Bradford & Bingley Customers Ask Where's Safest as Banks Vanish

Kevin Crowley
Bloomberg
Wednesday, Oct 1, 2008

June Dean stood outside a branch of Bradford & Bingley Plc in the northern London suburb of Finchley after taking out 10,000 pounds ($18,000) of her savings, and asked where her money will be safest.

Her bank followed Northern Rock Plc into state ownership yesterday after credit markets froze up and left it struggling to fund its operations. It joined three other European lenders that have been rescued by governments this week.

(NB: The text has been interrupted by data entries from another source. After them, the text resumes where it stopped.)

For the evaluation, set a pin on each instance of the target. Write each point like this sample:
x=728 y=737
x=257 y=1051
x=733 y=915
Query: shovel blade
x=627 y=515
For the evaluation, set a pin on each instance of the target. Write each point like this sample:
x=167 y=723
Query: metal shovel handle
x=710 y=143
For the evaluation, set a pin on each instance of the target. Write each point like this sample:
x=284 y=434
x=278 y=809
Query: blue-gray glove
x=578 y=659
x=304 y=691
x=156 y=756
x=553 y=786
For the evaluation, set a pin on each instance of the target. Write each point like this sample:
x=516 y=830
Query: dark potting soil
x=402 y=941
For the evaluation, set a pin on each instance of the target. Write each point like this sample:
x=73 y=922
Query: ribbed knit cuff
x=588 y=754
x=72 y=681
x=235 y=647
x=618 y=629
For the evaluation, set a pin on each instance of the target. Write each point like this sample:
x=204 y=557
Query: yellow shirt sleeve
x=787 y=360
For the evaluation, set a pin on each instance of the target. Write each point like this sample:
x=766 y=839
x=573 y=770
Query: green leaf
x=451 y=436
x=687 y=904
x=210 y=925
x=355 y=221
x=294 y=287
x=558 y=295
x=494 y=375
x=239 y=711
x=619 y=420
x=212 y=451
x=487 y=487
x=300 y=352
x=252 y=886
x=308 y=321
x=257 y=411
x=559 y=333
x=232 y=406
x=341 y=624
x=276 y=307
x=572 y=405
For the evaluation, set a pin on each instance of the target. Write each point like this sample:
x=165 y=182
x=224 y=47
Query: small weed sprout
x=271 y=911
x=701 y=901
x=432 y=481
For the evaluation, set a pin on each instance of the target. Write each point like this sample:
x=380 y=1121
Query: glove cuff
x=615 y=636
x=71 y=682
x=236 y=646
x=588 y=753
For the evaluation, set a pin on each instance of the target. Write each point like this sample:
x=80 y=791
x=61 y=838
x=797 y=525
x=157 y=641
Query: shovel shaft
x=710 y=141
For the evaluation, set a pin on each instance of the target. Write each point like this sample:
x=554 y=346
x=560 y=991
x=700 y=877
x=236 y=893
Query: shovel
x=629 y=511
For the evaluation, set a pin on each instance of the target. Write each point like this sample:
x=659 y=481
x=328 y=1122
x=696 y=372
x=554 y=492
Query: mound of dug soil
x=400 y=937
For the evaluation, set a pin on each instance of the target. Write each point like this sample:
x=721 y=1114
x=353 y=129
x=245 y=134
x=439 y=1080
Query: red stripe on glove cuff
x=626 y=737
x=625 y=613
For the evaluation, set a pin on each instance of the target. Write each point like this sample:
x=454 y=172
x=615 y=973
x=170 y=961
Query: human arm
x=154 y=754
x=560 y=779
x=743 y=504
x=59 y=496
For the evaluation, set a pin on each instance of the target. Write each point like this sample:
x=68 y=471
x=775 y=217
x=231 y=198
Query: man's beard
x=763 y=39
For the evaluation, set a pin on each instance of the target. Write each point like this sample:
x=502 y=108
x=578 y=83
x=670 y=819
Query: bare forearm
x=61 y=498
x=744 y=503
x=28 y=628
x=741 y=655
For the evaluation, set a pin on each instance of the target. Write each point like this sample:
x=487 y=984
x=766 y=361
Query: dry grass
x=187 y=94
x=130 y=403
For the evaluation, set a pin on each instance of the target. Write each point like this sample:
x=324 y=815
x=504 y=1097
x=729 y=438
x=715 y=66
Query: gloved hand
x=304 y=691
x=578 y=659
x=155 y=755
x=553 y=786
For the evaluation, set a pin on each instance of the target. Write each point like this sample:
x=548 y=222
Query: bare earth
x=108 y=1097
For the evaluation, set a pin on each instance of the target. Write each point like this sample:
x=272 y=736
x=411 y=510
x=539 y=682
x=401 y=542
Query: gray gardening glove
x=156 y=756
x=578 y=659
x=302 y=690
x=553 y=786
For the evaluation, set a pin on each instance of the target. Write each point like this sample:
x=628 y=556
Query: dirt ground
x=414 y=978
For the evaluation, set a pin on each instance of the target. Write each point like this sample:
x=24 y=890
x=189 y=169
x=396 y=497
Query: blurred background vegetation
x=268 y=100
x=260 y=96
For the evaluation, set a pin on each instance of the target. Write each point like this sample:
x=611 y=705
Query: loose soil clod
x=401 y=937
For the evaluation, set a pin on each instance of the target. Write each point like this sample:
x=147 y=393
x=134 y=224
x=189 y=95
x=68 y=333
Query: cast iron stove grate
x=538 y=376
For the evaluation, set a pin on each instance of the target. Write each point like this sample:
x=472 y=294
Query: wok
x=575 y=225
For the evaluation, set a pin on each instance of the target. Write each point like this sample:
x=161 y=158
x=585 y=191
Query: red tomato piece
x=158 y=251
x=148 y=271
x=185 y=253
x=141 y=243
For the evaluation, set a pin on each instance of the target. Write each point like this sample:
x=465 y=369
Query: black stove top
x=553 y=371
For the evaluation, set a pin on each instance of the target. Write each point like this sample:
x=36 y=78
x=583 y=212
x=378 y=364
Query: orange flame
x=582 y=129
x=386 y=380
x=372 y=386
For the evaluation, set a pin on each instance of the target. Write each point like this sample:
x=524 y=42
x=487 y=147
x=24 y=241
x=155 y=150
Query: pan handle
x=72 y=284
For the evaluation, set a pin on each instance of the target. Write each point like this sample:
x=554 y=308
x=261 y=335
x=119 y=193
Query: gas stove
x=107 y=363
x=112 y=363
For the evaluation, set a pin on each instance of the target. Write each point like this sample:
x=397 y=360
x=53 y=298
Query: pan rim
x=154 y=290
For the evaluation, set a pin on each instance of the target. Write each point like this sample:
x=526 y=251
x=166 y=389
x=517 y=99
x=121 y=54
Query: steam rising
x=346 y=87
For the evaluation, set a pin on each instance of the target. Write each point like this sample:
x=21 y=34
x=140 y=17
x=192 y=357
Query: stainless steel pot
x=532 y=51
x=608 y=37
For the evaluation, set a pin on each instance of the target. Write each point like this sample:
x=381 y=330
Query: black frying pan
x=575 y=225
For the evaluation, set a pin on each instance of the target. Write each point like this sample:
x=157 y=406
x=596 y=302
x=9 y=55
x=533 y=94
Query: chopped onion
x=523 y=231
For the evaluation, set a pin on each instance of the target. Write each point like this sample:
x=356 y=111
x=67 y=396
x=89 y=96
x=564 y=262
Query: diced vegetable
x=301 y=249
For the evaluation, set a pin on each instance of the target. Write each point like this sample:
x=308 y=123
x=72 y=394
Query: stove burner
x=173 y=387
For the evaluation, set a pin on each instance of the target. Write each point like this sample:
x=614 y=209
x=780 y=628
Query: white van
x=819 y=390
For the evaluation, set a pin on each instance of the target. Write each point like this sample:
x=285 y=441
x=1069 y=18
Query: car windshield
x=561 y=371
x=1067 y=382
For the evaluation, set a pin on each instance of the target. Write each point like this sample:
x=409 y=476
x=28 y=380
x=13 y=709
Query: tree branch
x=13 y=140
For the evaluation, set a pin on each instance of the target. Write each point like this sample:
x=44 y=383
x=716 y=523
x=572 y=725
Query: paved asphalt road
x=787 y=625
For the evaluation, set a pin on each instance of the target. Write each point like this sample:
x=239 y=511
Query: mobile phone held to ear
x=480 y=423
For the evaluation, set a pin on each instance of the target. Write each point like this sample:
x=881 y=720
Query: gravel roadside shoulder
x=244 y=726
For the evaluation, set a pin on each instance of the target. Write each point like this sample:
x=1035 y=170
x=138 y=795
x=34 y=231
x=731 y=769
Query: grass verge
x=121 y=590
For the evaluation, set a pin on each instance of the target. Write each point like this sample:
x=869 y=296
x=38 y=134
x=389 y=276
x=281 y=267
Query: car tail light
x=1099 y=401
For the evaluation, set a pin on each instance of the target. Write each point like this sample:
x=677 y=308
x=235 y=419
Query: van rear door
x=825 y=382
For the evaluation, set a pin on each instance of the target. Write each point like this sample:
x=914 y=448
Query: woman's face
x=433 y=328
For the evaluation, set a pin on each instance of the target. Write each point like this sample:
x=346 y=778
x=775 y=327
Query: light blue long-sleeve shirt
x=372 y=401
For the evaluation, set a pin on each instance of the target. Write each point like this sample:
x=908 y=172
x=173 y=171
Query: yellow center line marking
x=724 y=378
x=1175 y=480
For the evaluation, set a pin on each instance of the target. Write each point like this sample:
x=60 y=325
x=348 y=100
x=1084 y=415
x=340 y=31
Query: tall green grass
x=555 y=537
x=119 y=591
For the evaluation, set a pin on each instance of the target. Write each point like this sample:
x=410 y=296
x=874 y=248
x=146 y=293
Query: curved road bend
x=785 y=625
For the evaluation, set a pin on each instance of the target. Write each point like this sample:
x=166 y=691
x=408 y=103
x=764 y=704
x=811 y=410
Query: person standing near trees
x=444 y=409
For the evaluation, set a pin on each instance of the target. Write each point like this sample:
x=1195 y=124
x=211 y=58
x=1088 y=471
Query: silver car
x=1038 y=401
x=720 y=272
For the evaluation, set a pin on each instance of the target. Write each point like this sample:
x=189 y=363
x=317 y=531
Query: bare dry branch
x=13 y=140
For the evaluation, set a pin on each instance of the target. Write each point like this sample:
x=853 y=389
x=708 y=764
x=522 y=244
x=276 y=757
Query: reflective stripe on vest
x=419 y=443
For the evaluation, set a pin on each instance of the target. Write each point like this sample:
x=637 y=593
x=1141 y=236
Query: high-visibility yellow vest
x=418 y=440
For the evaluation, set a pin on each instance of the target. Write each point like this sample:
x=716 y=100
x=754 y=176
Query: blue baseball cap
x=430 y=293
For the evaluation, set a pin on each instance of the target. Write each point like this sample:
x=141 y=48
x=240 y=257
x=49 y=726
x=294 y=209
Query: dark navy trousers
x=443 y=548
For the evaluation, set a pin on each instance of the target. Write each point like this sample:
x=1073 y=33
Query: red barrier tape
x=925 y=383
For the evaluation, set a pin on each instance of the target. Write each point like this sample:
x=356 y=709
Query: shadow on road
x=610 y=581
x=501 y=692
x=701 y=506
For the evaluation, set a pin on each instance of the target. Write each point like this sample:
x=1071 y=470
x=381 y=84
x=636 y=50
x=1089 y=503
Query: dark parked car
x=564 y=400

``I took my money out of Northern Rock and put it in here,'' Dean, 80, said yesterday as she waited on the sidewalk for her husband to collect her in his blue Nissan hatchback. ``Now I'm trying to decide which building society will be ruined next.''

Chancellor of the Exchequer Alistair Darling promised all customer deposits will be guaranteed, regardless of the U.K.'s 35,000-pound compensation limit for savings accounts. The U.K.'s biggest lender to landlords was the last of the so-called building societies that went public under a law introduced by Margaret Thatcher, Finchley's Member of Parliament for 33 years.

By mid-morning, customers bustled around the three cashier- branch sited on a busy main street. Most were retirees clutching bags of shopping, inquiring about the security of their savings.

Some snickered at a sign in the window that advertised a fixed-rate bond as ``Fixed, Done, Sorted,'' while considering moving their savings to Halifax, Abbey National and NatWest, all of them a minute's walk away.